Dealers should refocus on new car sales during the first quarter of 2010.
Many dealers have put non-scrappage scheme new car sales on the back burner to concentrate on aftersales and used cars during the recession.
However, figures and anecdotal evidence suggest that the new car market is now beginning the long climb towards a recovery, says Colin Bruder, managing director of motor industry consultancy Network Automotive. Dealers need to ensure that they have structured plans in place.
“Dealer profitability has been heavily biased towards aftersales and used car sales in the last 18 months, and dealer managers have been focusing their attention on getting the most out of these sectors, sometimes just to survive," he said.
“New car sales have often been neglected as a result or, where dealers have successfully used the scrappage scheme to drive sales, strategies have been heavily skewed towards generating sales through the Government subsidy.
“Now, what dealers need to do is formulate plans to maximise new car sales in what remains a tough market, but one which shows some signs of recovery.”
Bruder explained that dealers needed to look closely at all the potential customer groups open to them, how the models they sold could be presented in these sectors, how best use could be made of finance and other offers, and how to generate additional revenue from add-ons such as warranties and service plans.

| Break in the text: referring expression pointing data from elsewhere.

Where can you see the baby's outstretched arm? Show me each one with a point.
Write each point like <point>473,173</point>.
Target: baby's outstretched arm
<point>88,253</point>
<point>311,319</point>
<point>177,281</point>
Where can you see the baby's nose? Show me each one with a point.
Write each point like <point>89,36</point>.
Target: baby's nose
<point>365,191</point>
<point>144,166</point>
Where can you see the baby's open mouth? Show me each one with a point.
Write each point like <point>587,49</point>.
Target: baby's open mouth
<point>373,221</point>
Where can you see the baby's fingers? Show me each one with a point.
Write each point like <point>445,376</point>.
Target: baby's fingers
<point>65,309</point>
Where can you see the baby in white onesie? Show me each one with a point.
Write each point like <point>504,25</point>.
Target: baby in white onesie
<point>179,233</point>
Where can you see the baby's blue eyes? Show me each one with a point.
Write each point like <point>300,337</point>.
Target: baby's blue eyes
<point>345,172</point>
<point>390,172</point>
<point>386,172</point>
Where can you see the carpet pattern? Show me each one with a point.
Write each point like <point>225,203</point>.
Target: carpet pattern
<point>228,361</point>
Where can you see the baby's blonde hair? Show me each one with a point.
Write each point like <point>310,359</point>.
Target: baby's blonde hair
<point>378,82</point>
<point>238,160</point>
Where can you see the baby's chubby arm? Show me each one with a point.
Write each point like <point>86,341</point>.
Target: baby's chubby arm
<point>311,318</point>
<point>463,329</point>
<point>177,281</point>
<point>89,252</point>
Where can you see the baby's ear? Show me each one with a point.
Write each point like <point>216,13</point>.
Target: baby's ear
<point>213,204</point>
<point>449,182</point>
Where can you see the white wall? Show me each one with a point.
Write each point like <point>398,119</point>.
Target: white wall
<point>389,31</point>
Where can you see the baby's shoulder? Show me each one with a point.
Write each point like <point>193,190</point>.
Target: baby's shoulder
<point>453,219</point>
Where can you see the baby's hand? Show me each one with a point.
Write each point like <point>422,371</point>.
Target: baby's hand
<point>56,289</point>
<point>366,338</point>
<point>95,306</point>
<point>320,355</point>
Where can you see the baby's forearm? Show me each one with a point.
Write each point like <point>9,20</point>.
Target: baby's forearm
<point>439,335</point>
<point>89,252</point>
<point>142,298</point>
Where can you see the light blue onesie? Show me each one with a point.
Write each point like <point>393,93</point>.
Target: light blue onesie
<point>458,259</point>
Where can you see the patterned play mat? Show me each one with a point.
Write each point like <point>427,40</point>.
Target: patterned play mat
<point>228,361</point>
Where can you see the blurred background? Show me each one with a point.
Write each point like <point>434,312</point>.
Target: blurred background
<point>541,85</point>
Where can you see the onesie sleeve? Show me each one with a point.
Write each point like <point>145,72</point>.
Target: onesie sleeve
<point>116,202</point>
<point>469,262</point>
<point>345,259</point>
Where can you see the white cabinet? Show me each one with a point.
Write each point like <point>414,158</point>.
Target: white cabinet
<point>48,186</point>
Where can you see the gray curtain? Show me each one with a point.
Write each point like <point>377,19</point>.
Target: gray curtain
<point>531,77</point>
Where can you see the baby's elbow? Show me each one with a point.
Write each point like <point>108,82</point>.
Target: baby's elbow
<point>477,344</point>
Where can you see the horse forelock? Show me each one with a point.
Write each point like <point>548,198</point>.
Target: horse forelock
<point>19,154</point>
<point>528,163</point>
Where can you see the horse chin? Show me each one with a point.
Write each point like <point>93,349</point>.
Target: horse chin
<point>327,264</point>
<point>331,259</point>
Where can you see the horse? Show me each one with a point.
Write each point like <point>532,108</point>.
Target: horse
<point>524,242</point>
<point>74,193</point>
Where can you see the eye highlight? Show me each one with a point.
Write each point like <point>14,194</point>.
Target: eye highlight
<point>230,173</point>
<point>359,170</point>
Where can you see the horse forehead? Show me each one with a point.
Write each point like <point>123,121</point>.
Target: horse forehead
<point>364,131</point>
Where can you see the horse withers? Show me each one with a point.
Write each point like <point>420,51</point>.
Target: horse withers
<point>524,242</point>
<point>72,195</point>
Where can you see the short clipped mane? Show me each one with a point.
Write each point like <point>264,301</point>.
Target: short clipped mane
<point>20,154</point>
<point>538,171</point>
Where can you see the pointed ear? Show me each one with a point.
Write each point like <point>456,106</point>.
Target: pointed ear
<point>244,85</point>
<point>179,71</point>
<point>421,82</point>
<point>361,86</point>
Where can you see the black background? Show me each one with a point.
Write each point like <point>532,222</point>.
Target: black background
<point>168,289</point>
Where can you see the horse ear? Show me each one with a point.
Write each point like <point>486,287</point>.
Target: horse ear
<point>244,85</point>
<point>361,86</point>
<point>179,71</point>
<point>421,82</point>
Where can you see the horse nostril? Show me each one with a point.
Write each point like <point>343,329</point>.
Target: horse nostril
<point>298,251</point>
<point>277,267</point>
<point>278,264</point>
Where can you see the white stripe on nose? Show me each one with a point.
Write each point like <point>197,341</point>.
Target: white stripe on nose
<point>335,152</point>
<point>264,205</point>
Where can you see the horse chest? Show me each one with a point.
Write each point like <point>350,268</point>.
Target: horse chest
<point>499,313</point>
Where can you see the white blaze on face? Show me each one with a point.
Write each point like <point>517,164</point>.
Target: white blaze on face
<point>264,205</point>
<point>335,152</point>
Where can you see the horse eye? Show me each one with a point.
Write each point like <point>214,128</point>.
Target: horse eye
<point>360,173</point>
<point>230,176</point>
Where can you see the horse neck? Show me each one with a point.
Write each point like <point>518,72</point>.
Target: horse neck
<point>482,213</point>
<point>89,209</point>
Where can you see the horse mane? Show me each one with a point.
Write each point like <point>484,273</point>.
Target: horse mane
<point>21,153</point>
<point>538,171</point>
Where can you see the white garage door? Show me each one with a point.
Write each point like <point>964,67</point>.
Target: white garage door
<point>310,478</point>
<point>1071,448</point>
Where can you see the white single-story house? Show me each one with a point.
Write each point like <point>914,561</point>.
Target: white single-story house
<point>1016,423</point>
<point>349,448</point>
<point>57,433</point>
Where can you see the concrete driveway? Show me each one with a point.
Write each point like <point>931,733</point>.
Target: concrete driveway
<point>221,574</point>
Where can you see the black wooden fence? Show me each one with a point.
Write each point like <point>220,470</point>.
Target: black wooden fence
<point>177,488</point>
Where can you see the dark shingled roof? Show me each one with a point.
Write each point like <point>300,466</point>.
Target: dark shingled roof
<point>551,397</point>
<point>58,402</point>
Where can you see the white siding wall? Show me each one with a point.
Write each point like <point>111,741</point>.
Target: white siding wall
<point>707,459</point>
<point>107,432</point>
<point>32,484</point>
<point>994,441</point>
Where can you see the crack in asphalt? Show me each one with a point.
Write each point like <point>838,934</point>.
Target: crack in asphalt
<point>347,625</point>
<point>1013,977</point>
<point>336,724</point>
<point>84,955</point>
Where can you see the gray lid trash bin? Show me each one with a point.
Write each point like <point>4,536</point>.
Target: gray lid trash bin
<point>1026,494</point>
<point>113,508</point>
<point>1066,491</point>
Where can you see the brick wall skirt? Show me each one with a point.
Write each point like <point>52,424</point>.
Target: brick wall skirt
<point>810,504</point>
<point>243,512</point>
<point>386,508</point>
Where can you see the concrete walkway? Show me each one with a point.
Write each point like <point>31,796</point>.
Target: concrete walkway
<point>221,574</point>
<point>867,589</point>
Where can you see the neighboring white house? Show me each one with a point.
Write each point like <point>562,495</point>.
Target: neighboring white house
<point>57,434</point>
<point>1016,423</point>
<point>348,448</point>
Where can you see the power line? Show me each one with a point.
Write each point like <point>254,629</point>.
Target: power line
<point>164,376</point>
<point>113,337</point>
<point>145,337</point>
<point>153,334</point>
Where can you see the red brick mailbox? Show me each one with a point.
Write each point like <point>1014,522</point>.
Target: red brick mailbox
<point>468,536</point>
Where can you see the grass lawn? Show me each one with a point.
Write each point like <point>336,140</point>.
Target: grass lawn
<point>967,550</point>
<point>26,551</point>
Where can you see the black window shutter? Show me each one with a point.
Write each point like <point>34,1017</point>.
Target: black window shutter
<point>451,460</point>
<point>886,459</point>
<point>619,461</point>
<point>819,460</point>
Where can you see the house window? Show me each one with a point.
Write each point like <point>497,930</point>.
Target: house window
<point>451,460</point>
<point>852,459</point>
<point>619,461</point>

He said: “Dealers really need to have a fundamental rethink where new car sales are concerned.
"Depending on their franchise, some are facing very different scenarios compared to pre-recessionary times.
"In the future, they may find that they are selling different models to different customers in different ways.
“In addition, there are several unknowns on the horizon, such as the arrival of electric and other alternative fuel cars.
"Dealers need to have a clear strategy in place, implement it thoroughly and monitor their results regularly.
“Many manufacturers have quite aggressive sales targets in place despite continuing market fragility.
"Whether these are realistic remains to be seen but what is certain is that there will be renewed accent on new car sales.”